Mara tried to remind herself that Khonsu ran through her veins, no matter how little was left for the Glass People to inherit. The ability to glassfaire was nestled somewhere deep inside her. She tried to tell herself this was what she truly wanted as her fingers tentatively reached out to her floor-length mirror.

She wanted this. She wanted this. She wanted this.

Her fingers were stopped by the glass. She closed her eyes in frustration, keeping her fingertips in place.

No, she didn’t want this. She didn’t want to glassfaire. She didn’t want to help the prince in whatever scheme he had brewing.

What she did want was to return home. Home to Wrens Reach. To see her father again. To hug her brother. To hear Jessamine’s voice. She wanted this nightmare to be over. She wanted to get as far away from Kairth as humanly possible.

Mara squeezed her eyes even tighter as her fingers began to swim with warmth. She opened them as the sensation grew stronger, her fingers now knuckle-deep in the reflection.

Her eyes widened to giant moons, horrified and amazed at the same time. She wiggled her fingers, trying to push deeper into the mirror.

She tried to summon her desires again; maybe her burn to return home was enough for her to glassfaire.

She wanted to leave. She wanted to get as far away from Prince Acastus as she could. She didn’t want to marry him. She didn’t want to ever have to touch him again. She wanted to glassfaire if it meant escaping him. And Evrardin. She never wanted to hear his gruff voice again ? —

A lick of flames burnt the tips of her fingers, and she yelped, yanking her hand back. She cradled her hand close to her body, her fingertips streaked with a pale red slash. She burnt herself.

She quickly touched the mirror again, but her fingers simply collided with the glass.

“Shit,” she breathed. She sank back, her face falling. She had done it. Slightly, but still, she managed to edge her fingers through the layer of mirrored glass before her.

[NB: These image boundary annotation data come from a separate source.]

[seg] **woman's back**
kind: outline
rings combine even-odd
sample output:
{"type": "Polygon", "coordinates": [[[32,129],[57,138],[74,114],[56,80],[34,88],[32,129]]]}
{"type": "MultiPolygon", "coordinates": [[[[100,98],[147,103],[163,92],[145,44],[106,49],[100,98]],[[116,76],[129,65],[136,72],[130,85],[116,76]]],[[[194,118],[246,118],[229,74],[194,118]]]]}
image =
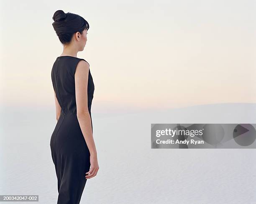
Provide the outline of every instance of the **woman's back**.
{"type": "MultiPolygon", "coordinates": [[[[70,56],[58,57],[52,67],[51,75],[54,89],[61,111],[65,114],[77,114],[74,74],[77,66],[81,60],[87,62],[83,59],[70,56]]],[[[91,115],[95,87],[90,69],[88,80],[88,107],[91,115]]]]}
{"type": "MultiPolygon", "coordinates": [[[[82,60],[85,61],[69,56],[58,57],[51,70],[54,89],[61,107],[50,141],[58,179],[58,204],[79,203],[87,180],[85,173],[90,169],[90,152],[77,115],[74,74],[82,60]]],[[[88,79],[88,107],[92,121],[94,84],[90,69],[88,79]]]]}

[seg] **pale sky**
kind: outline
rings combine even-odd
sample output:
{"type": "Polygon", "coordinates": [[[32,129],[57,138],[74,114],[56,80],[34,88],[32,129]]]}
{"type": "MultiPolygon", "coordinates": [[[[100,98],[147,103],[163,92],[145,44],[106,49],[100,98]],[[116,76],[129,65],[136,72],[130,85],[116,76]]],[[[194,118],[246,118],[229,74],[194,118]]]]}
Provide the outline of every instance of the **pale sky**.
{"type": "Polygon", "coordinates": [[[1,1],[2,105],[55,105],[58,10],[89,22],[93,105],[256,102],[253,0],[1,1]]]}

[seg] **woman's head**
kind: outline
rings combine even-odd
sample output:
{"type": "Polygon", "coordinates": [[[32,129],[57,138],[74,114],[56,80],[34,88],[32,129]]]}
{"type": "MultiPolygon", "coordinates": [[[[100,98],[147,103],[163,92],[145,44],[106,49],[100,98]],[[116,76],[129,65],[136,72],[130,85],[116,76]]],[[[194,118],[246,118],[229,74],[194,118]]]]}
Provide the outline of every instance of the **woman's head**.
{"type": "Polygon", "coordinates": [[[52,17],[54,30],[61,43],[69,45],[75,43],[79,51],[83,50],[87,41],[87,31],[89,28],[88,22],[77,14],[62,10],[56,11],[52,17]]]}

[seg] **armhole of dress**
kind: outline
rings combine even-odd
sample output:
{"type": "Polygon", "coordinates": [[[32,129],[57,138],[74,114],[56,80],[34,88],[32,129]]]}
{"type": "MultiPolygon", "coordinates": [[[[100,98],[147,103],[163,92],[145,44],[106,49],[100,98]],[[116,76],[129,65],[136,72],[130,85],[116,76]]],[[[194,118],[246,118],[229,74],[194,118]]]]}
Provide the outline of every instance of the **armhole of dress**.
{"type": "Polygon", "coordinates": [[[74,73],[73,73],[73,77],[74,77],[74,75],[75,75],[75,74],[76,73],[76,70],[77,70],[77,65],[78,65],[78,62],[80,62],[81,60],[85,61],[87,63],[88,63],[88,64],[89,65],[89,72],[90,72],[90,65],[88,62],[87,62],[85,60],[84,60],[84,59],[79,59],[79,60],[77,62],[77,64],[76,64],[76,65],[75,66],[75,67],[74,67],[74,73]]]}

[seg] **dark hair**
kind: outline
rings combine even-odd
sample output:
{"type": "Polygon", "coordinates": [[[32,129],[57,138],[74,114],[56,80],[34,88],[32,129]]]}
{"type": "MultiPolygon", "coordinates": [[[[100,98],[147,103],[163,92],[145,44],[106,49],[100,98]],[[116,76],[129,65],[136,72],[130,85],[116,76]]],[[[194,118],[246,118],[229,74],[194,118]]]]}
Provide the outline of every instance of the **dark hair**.
{"type": "Polygon", "coordinates": [[[56,11],[52,17],[54,22],[52,26],[59,39],[62,44],[68,44],[71,41],[74,33],[82,33],[85,28],[89,28],[88,22],[79,15],[62,10],[56,11]]]}

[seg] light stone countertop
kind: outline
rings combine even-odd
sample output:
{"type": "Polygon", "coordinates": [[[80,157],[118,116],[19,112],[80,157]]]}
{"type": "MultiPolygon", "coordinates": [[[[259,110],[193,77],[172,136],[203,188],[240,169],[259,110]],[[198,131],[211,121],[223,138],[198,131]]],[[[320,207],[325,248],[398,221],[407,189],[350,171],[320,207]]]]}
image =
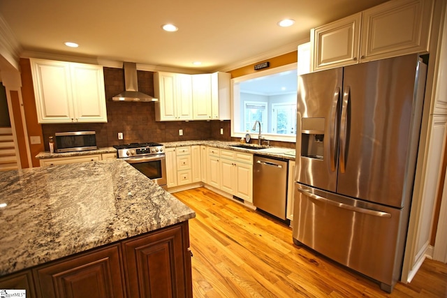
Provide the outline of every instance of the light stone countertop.
{"type": "MultiPolygon", "coordinates": [[[[263,155],[265,156],[274,157],[277,158],[283,158],[295,161],[295,156],[290,154],[284,154],[281,153],[274,153],[274,152],[265,152],[260,151],[259,150],[253,150],[244,148],[235,148],[232,147],[231,145],[240,144],[240,143],[238,142],[226,142],[226,141],[217,141],[217,140],[191,140],[191,141],[179,141],[179,142],[165,142],[162,143],[165,145],[166,148],[173,148],[173,147],[179,147],[184,146],[192,146],[192,145],[206,145],[210,146],[219,149],[224,149],[228,150],[237,150],[242,152],[251,153],[254,154],[263,155]]],[[[244,143],[244,144],[245,144],[244,143]]],[[[256,146],[253,144],[248,144],[248,145],[256,146]]],[[[270,147],[272,148],[272,147],[270,147]]],[[[273,148],[280,148],[283,149],[286,151],[291,152],[295,151],[295,149],[292,148],[281,148],[281,147],[273,147],[273,148]]],[[[49,151],[41,152],[38,155],[36,156],[36,158],[38,159],[41,158],[51,158],[54,157],[67,157],[67,156],[78,156],[82,155],[88,155],[88,154],[102,154],[102,153],[112,153],[116,152],[117,149],[110,147],[105,148],[101,148],[97,150],[89,150],[84,151],[75,151],[75,152],[64,152],[64,153],[53,153],[50,154],[49,151]]]]}
{"type": "Polygon", "coordinates": [[[0,276],[196,216],[122,160],[2,172],[1,203],[0,276]]]}
{"type": "MultiPolygon", "coordinates": [[[[168,142],[163,143],[166,148],[172,148],[172,147],[184,147],[184,146],[192,146],[192,145],[206,145],[210,147],[213,147],[219,149],[224,149],[227,150],[236,150],[242,152],[251,153],[257,155],[263,155],[265,156],[274,157],[277,158],[282,158],[282,159],[288,159],[295,161],[295,156],[290,154],[284,154],[283,153],[274,153],[274,152],[265,152],[264,151],[259,151],[256,149],[245,149],[245,148],[237,148],[235,147],[232,145],[238,145],[238,144],[244,144],[248,146],[256,147],[257,145],[254,144],[241,144],[238,142],[225,142],[225,141],[216,141],[216,140],[193,140],[193,141],[181,141],[181,142],[168,142]]],[[[283,151],[290,153],[295,152],[295,149],[293,148],[282,148],[282,147],[263,147],[263,148],[275,148],[283,149],[283,151]]]]}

Her solemn reflection taunted her. She tossed the book across her room and stood up, marching over to her bed and collapsing into her billowing blankets.

The image of Acastus telling her she had to learn to glassfaire was seared in her mind. A flicker of fear tickled her spine. The feeling of his hand on her throat made her scream into her mattress.

She tilted her head to look at the tawny parchment splayed on her bed filled with scratchy ink. Azor had sent her a letter. A letter that made her worry no matter how insistent he was in his writing that he had things under control. But Azor couldn’t avoid being truthful, something she both appreciated and hated. He spoke about the north edge of Wrens Reach where darkness began to fall on the woods. The road became so heavily coated in shadow that it was advised not to travel that way for the time being.

Azor made it sound trivial, like a minor inconvenience that would soon right itself. But in that same sentence, he told her he wouldn’t be able to make the wedding. No one in Wrens Reach would. He promised to visit her as soon as he could, but that didn’t stop the tears from staining the letter she held.

Azor wrote that the hovels on the northern farmlands were starting to wither as if they weren’t made for the weather. But winter had left and summer had begun. There was no reason for the stones to be creaking and collapsing.

Mara knew there was more to all of this, something deeper.